PP1 crushing circuit contains 2 x Thermo Scientific Ramsey 10-17 belt scales (CV07 and CV13) for measuring mass of circuit ore.
The now decommissioned PP2 oxide crushing circuit consists of a 48 x 42 Kemco double toggle jaw crusher with a nameplate capacity of 1.2 Mtpa, a product conveyor and a coarse ore stockpile with a live capacity of 2,200 tonnes. Crushed oxide ore was transferred to PP2 grinding mills using two variable speed belt feeders.
Grinding
Crushed ore is withdrawn from the Fine Ore Bin via two belt feeders (CV 14/15), which transfer ore onto the mill feed conveyor (CV04) that feeds into the primary grinding mill (ML01). Mill feed can also be fed via an emergency feed hopper (CV02) which is fed via the oxide coarse ore feed slots. Quicklime is discharged onto CV04 via a variable speed, manually controlled rotary valve from a 200t lime silo. Liquid lead nitrate (40% w/w) is discharged directly into CV04 head chute into the grinding circuit.

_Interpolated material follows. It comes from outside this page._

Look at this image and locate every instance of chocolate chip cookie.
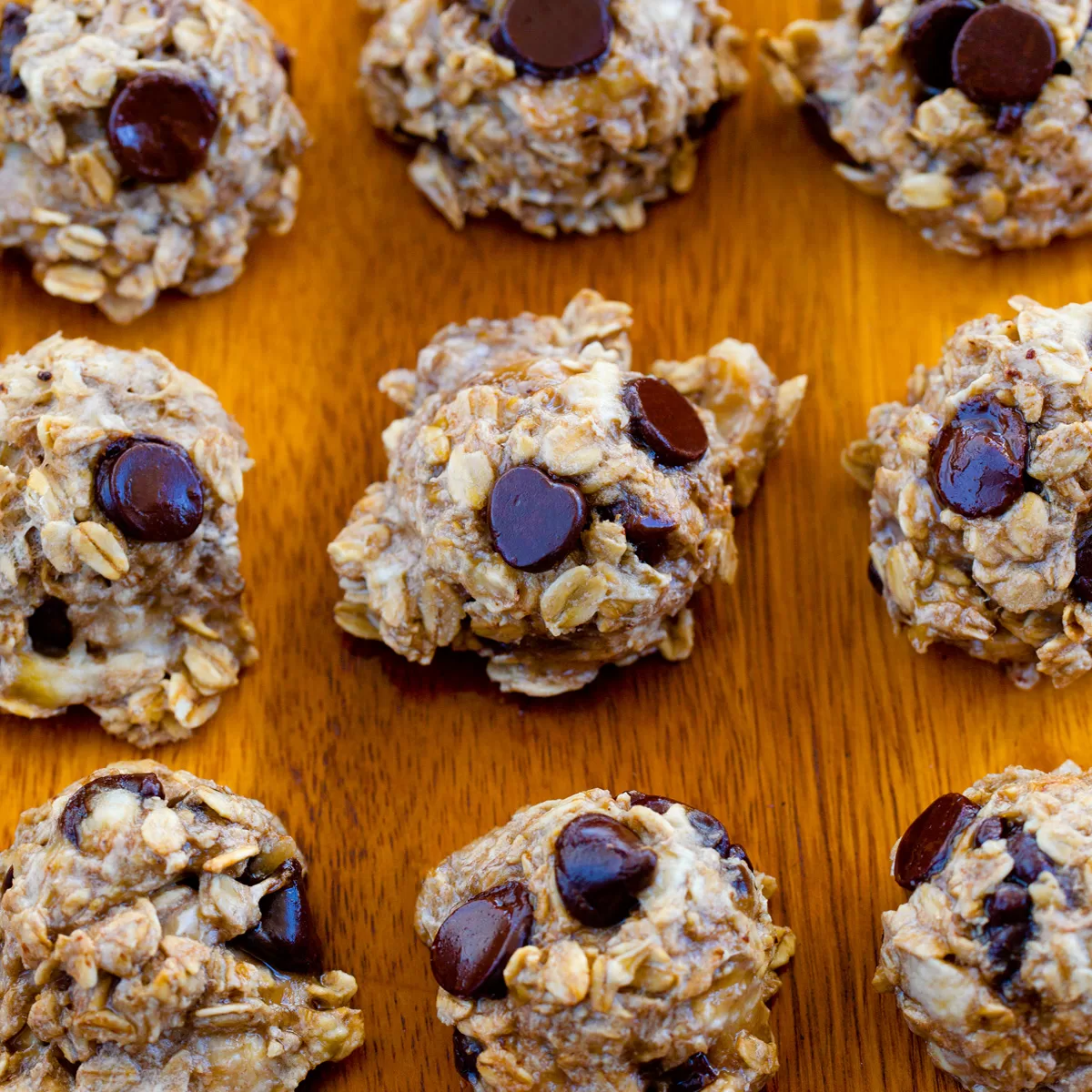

The grinding circuit comprises a Svenson 4.5m diameter by 5.63m long primary mill and two Svenson 4.2m diameter by 5.63m long secondary ball mills. The primary mill has a grate discharge and is rubber lined. Its speed is fixed at 14.6 rev/min (72 per cent of critical) and the installed power is 1,600kW (1,350kW drawn). 78mm diameter forged steel grinding media is used in the primary mill.
The secondary mills are rubber lined overflow mills run at 15.8 rev/min (75% of critical), also with 1,600 kW power (1,450 kW drawn). The grinding circuit throughput is currently operated at 165 tph with a primary mill and one ball mill configuration; this however can be increased to 230 tph by running the stand-by ball mill. 40 mm High Chromium steel grinding media is used in the secondary mills.
The primary mill discharge slurry is screened on a 6 mm aperture scalping screen and oversize is returned to the primary mill. Screen undersize reports to the ball mill discharge hopper. ML01 mill undersize and ML02/ML03 mill discharge is pumped to a hydrocyclone cluster consisting of 18 x 250 mm Cavex cyclones. Operating pressure is 130 to 150 kPa. Each cyclone contains 90 mm ceramic vortex finders and 75 mm ceramic spigots. Coarser cyclone underflow is returned to the operating secondary ball mill for further size reduction. Cyclone overflow (approximately 80% passing 75µm) discharges over a trash screen (1mm) with screen undersize reporting to the leaching circuit.